Trabalhadores protestam em Charqueadas

Cerca de 500 pessoas participaram de ato contra as reformas trabalhista e da Previdência

Por Portal de Notícias 05/05/2017 - 14:49 hs
Foto: Cauê Florisbal
Trabalhadores protestam em Charqueadas
Cerca de 500 pessoas participaram de ato contra as reformas trabalhista e da Previdência

Cauê Florisbal

 

Em todo o Brasil, no último dia 28 de abril, aconteceram manifestações contra as propostas de reforma trabalhista e previdenciária apresentadas pelo presidente Michel Temer. A greve geral convocada pelas centrais sindicais levou milhões de pessoas às ruas das principais cidades e capitais brasileiras. Na opinião dos manifestantes, as reformas enfraquecem as relações de trabalho e obrigam o trabalhador a “pagar a conta” do déficit da Previdência Social e das dívidas de grandes empresas com a Previdência, que podem chegar a R$ 430 bilhões.  As duas maiores entidades sindicais do país – Central Única dos Trabalhadores (CUT) e Força Sindical – avaliam como exitosas as manifestações e paralisações ocorridas durante todo o dia.

Em Charqueadas, onde o prefeito Simon Heberle decretou ponto facultativo, cerca de 500 pessoas participaram de um ato no Centro da cidade.

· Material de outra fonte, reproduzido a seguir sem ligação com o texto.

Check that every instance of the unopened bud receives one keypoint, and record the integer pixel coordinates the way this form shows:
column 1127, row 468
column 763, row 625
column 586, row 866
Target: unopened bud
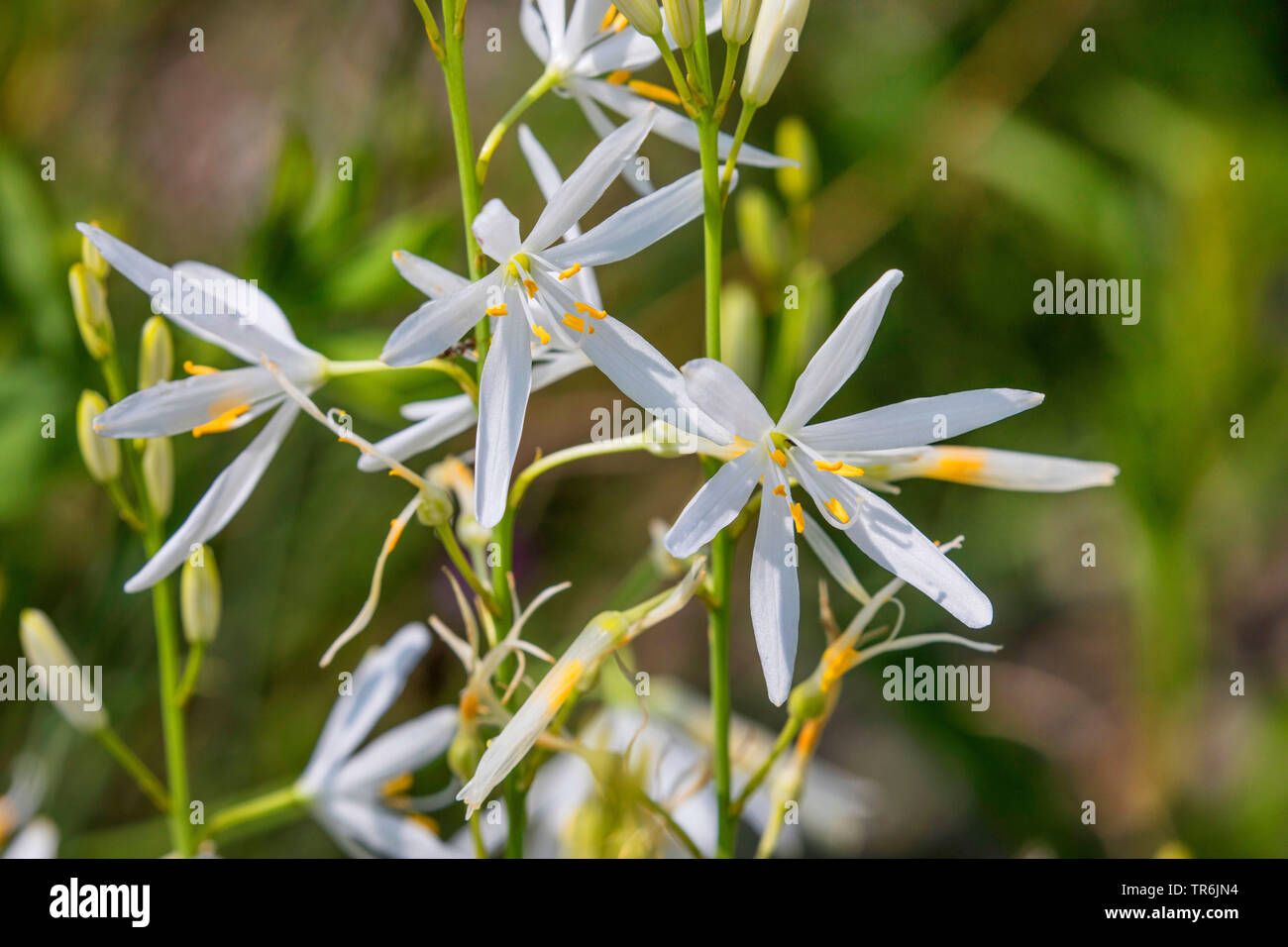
column 200, row 599
column 760, row 234
column 89, row 304
column 65, row 682
column 102, row 455
column 742, row 331
column 643, row 14
column 794, row 141
column 682, row 16
column 156, row 352
column 737, row 18
column 159, row 474
column 773, row 42
column 91, row 258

Funcionários da Susepe, que integram a AMAPERGS-Sindicato, Sindicato dos Servidores Penitenciários do Estado do Rio Grande do Sul, também participaram do ato. Trabalhadores do Judiciário também paralisaram as atividades por cerca de uma hora.

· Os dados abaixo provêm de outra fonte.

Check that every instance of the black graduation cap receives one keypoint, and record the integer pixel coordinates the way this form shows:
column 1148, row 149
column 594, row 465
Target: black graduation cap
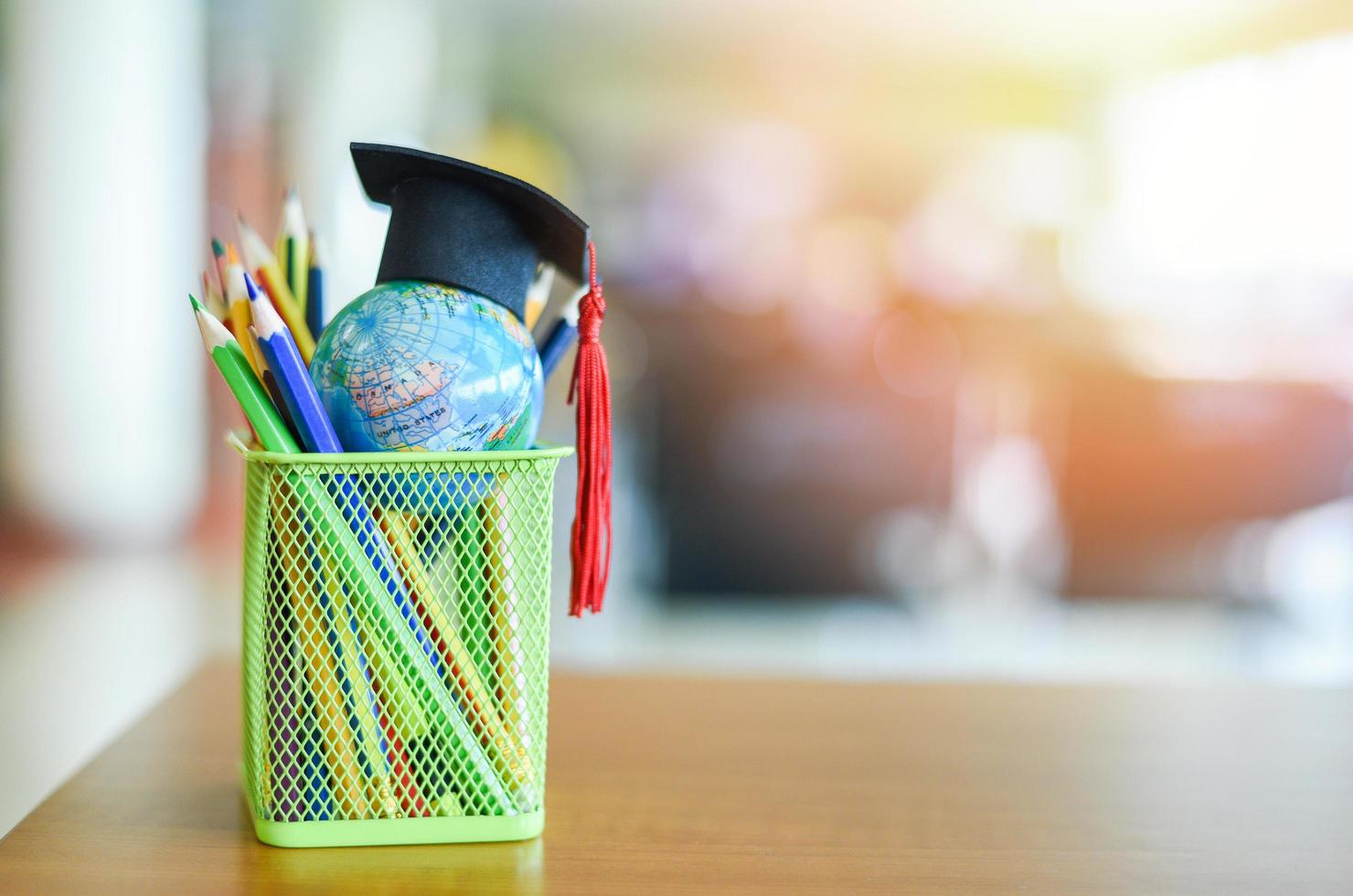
column 464, row 225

Uma das preocupações da categoria é a mudança no sistema previdenciário, que irá dificultar a obtenção da aposentadoria pelos trabalhadores.

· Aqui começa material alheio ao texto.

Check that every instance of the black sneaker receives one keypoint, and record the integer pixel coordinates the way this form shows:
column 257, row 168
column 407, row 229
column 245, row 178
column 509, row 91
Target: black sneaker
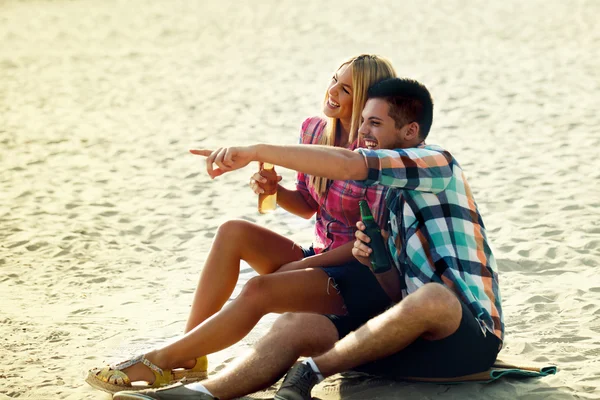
column 297, row 384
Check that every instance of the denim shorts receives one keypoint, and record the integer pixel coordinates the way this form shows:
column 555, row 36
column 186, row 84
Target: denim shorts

- Nós estamos de cidade em cidade tentando que se tenha voz para que não seja aprovada a reforma da Previdência, que vai causar um prejuízo enorme para quem vai se aposentar futuramente – afima Cristiano Fortes, integrante da AMAPERGS.

Para Jorge Luiz Silveira de Carvalho (Luizão), presidente do Sindicato dos Metalúrgicos de Charqueadas (Sindimetal), as mobilizações que aconteceram no último dia 28 têm como finalidade tentar impedir a aprovação desses projetos.

- Queremos tentar barrar a gravidade dessas mudanças, mas algumas já aconteceram, como a terceirização. O povo tem que vir para as ruas para tentar reverter essa situação que irá agravar ainda mais a situação dos trabalhadores – afirma Silveira.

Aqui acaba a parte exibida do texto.